2 M. LE JUGE PARKER : [interprétation] Nous allons en terminer, puis nous en

3 viendrons aux autres points. Si vous voulez bien attendre, Monsieur Vasic.

4 Nous vous attendons, Monsieur Moore.

5 M. MOORE : [interprétation] Je suis désolé, je croyais que

6 M. Vasic avait une requête à exprimer.

7 M. LE JUGE PARKER : [interprétation] Oui, il vous attend suite à ma

8 demande.

9 M. MOORE : [interprétation] Est-ce que je peux demander ce que Me Vasic

10 attend ?

11 M. LE JUGE PARKER : [interprétation] Monsieur Vasic, vous pouvez

12 intervenir.

13 M. VASIC : [interprétation] Merci, Messieurs les Juges.

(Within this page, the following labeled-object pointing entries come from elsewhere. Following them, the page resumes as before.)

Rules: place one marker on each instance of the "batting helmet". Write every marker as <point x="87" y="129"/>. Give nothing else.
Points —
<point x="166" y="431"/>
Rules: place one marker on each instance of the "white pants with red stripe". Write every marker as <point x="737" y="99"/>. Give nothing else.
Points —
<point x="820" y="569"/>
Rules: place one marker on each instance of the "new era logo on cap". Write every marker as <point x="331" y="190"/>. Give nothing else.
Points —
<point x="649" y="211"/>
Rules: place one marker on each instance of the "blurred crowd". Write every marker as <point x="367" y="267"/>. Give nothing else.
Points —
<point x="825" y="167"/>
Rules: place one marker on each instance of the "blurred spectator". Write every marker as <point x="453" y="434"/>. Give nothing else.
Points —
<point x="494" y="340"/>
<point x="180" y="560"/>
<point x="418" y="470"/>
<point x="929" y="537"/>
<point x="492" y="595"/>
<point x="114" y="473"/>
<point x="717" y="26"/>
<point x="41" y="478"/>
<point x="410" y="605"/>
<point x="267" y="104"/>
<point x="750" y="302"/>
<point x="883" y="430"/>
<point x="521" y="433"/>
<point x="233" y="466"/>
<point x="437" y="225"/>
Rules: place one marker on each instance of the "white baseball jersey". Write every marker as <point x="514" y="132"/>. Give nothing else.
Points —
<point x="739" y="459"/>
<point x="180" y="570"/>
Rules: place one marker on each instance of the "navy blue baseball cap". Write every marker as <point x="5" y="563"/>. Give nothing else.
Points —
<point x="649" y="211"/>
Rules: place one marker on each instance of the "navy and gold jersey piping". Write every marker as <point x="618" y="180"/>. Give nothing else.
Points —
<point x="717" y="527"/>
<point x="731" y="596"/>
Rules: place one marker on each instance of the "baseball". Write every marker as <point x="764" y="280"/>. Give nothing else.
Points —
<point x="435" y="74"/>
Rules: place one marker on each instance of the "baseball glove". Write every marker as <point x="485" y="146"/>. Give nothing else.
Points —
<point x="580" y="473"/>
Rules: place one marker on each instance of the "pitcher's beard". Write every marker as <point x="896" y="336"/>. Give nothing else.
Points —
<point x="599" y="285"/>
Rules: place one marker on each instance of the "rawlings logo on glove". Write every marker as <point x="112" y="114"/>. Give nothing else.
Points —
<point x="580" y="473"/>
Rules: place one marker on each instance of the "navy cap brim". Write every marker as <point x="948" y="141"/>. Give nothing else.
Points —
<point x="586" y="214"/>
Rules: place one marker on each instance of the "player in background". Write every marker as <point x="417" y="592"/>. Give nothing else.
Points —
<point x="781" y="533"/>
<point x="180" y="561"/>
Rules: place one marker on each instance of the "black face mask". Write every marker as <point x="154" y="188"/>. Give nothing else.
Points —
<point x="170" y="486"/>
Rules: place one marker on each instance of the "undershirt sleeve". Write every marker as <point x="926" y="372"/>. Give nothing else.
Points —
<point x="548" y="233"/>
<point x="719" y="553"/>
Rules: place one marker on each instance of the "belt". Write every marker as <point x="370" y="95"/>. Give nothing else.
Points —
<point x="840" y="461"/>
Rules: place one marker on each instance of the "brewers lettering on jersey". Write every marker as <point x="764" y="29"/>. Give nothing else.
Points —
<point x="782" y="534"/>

J'attends

14 l'interprétation. Mon éminent collègue, lorsqu'il a cité cette section de

15 la page, je ne suis pas sûr que le témoin avait informé Sljivancanin à son

16 retour à Negoslavci avec Bili. Je crois que cela c'est un point qui n'est

17 pas mentionné dans le transcript, page 15, lignes 23 à 25 ainsi que page

18 16, ligne 1.

19 M. MOORE : [interprétation] J'ai simplement donné lecture de la partie que

20 j'avais du B/C/S traduit vers l'anglais. Le témoin est d'accord avec ce

21 dont j'ai donné lecture.

22 Q. Est-ce que je peux vous renvoyer à l'onglet 3. Onglet 4 pour vous,

23 Monsieur Karanfilov. Pour la version anglaise c'est un enregistrement

24 devant le tribunal militaire le 1er octobre. La partie à laquelle je

25 souhaite vous renvoyer, pour l'anglais c'est la page 5, pour le B/C/S,

26 l'onglet 4 page 0218-8552. Pour le B/C/S, cela commence : "La seule chose

27 dont je me souvienne, si les dates concordent, c'est qu'à l'époque j'ai

28 reçu l'ordre de m'occuper de Marin Vilic aussi connu sous le nom de Bili.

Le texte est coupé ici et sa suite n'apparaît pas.